A Project is really just the overarching named entity that Subjects, Classifications and Groups are associated with. Project in Ouroboros does some other cool stuff for us though. It’s the Project that knows about the Groups, its current status (such as how many Subjects are complete) and other adminstrative functions. We also sometimes deliver a slightly different user experience to different Users in what are known as A/B splits - it’s the Project that manages these too.

» Finishing up.

So that’s about it. There are a few more entities routinely in discussion in the Zooniverse team such as Favourite (something a User favourites when they’re on one of our projects) but they’re really not core to the main operation of a project.

The domain description we’re using today is informed by everthing we’ve learnt over the past five years of building proejcts. It’s also a consequence of how the Zooniverse has been functioning - we try lots of projects in lots of different research domains and so we need a domain model that’s flexible enough to support something like Notes from Nature, Planet Four and Snapshot Seregeti but not so generic that we can’t build rich user experiences.

We’ve also realised that the vast majority of what’s differenct about each project is the user experience and classification interface. We’re always likely to want to put significant effort into developing the best user experience possible and so having an API that abstracts lots of the complexity away and allows us to focus on what’s different about each project is a big win.

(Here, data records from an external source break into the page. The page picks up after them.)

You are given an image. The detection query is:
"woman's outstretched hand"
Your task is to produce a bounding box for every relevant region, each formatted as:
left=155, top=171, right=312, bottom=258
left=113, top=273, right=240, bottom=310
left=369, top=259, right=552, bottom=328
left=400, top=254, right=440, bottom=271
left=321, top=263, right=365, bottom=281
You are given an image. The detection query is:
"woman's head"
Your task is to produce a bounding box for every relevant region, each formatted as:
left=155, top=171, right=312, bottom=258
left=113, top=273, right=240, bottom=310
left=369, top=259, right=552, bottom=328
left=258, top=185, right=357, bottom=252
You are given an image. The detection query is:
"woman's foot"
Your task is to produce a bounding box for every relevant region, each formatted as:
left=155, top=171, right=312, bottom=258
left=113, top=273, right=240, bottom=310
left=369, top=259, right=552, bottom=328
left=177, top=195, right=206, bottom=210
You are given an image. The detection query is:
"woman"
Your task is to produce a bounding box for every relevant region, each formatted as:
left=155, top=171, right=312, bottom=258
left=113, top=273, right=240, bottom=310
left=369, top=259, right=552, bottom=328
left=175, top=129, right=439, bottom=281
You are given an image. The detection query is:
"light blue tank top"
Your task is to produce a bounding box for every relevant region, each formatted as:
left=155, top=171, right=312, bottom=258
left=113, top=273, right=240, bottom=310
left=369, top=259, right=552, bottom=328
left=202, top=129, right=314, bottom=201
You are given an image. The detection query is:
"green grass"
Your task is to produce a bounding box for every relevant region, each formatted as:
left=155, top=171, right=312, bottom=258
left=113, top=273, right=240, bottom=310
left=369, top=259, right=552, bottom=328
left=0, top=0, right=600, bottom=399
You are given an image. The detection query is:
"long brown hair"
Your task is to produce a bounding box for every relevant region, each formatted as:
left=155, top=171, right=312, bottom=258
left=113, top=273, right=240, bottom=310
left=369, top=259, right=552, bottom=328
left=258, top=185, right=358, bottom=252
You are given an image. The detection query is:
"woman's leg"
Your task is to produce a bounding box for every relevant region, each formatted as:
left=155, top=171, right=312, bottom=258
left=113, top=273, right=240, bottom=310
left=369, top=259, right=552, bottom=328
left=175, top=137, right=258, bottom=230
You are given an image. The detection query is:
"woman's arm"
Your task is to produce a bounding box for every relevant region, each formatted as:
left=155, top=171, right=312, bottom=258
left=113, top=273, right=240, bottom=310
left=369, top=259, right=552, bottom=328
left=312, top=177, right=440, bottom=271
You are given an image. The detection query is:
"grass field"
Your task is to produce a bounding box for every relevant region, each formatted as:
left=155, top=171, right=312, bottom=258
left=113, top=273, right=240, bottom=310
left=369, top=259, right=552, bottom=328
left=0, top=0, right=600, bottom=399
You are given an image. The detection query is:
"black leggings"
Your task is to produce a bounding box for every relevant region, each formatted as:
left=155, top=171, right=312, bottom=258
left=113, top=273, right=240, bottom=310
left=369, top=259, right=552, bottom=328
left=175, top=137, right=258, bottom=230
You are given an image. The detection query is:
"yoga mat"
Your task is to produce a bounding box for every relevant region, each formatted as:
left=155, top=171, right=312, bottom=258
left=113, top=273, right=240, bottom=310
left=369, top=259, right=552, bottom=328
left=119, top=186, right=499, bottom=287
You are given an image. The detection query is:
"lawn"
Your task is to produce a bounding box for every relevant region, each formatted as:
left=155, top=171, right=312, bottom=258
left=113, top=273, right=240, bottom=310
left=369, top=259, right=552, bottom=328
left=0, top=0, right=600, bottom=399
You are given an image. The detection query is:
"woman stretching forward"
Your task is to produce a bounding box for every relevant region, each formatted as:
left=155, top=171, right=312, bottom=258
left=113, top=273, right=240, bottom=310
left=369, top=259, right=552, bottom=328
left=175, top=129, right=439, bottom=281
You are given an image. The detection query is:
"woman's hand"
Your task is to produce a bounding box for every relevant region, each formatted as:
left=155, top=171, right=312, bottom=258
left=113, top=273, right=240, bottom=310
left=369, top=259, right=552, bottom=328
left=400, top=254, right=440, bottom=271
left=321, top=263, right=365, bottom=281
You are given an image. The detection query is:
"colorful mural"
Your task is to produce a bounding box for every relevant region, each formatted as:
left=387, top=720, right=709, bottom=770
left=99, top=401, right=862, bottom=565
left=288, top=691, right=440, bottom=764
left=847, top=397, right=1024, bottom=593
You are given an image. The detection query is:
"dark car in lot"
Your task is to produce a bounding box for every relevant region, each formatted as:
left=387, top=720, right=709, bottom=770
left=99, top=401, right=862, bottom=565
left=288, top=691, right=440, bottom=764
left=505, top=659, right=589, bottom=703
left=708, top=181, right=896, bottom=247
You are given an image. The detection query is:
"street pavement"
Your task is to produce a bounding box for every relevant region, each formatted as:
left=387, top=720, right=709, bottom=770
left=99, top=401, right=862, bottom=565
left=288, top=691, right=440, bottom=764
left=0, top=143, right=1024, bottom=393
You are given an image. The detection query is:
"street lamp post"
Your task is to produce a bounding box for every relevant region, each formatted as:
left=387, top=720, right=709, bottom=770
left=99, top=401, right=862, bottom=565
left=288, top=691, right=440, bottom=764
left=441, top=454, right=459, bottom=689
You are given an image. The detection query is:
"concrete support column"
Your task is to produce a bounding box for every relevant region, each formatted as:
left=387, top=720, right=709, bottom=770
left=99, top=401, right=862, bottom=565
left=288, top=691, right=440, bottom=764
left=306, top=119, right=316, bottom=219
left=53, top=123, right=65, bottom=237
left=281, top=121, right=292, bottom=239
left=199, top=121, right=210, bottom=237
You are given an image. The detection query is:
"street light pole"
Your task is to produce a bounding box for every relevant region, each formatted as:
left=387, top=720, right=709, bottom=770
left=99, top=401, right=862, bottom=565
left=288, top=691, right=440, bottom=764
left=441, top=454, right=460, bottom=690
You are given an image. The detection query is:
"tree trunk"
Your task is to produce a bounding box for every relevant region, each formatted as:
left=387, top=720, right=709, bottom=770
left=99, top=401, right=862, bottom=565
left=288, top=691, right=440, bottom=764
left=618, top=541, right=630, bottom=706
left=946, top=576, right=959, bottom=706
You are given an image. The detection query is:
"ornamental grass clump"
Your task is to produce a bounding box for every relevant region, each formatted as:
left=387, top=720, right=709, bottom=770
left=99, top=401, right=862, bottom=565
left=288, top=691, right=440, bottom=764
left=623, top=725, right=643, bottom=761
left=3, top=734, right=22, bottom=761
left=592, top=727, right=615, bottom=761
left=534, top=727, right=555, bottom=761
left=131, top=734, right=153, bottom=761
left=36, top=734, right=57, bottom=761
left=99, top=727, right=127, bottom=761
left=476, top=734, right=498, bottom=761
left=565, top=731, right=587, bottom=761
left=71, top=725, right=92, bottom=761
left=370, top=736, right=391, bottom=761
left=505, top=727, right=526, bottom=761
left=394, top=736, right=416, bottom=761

Our domain model has also been heavily influenced by the patterns that have emerged working with science teams. In the early years we spent a lot of time abstracting out each step of the User interaction with a Subject into distinct descriptive entities called Annotations. While in theory these were a more ‘complete’ description of what a User did, the science teams rarely used them and almost never in realtime operations. The vast majority of Zooniverse projects to date collect large numbers of Classifications that are write once, read very much later. Realising this has allowed us to worry less about exactly what we’re storing at a given time and focus on storing data structures that are a convenient for the scientists to work with.

Overall the Zooniverse domain model has been a big success. When designing for the Zooniverse we really were developing a new system unlike anything else we knew of. It’s terminology is pervasive in the collaboration and makes conversations much more focussed and efficient which can only be a good thing.